Data lakes are all the rage right now, and will continue to grow in 2017, but they’re much more than a dumping ground for unmodeled and unverified data of all types. Companies need to approach them strategically, and with some solid understanding of current best practices, in order to keep management at a minimum and give various analytics tools the best shot at extracting meaningful data.
In a recent webinar from TDWI and Pentaho, Philip Russom, the senior research director of data management at TDWI, said, “You can’t just plan your lake as a data repository. You also need to plan the toolage around it.”
Data lakes are the function of companies collecting more data than ever before, and then demanding that technical teams make new insights from that data. Data is persisted in its raw state so that it can handle large volumes of diverse data, quick ingestion, and leave many opportunities for analysts to attack it with new technology.

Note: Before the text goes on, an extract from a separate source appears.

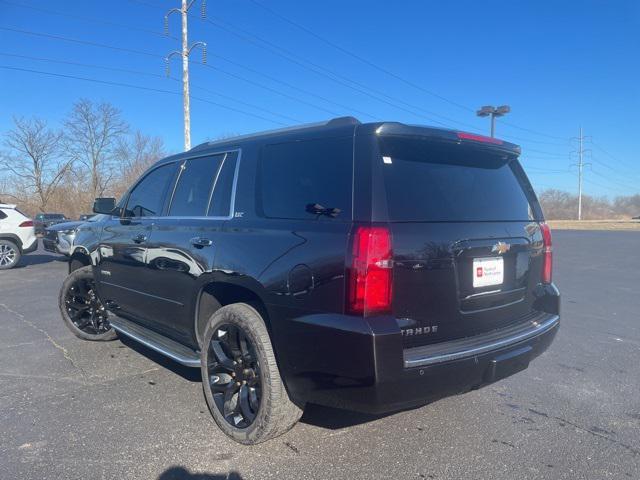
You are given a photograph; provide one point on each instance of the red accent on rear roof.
(478, 138)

Most data lakes are built using Hadoop, an open-source framework. Hadoop isn’t necessarily required, but it is where most companies are headed. Russom praises Hadoop’s benefits, such as the ability to manage multi-structured and unstructured data, and a relatively small cost compared to relational databases like MySQL. Russom says, “Hadoop is not just storage. Equally important is that it’s a powerful processing platform for a wide range of analytics, both set-based and algorithmic.”
Without some smart management for the data going into the lake—if you simply launch a Hadoop-powered data lake and throws everything into it—you’re going to end up with a “toxic dump,” according to Chuck Yarbrough, the senior director of solutions marketing and management at Pentaho, who also presented during the webinar.
The challenge is that incoming data varies in volume, diversity, type, whether there’s metadata or not—it’s a lot to think about, but the ability to ingest data is essential if you want a variety of users to actually take advantage of it.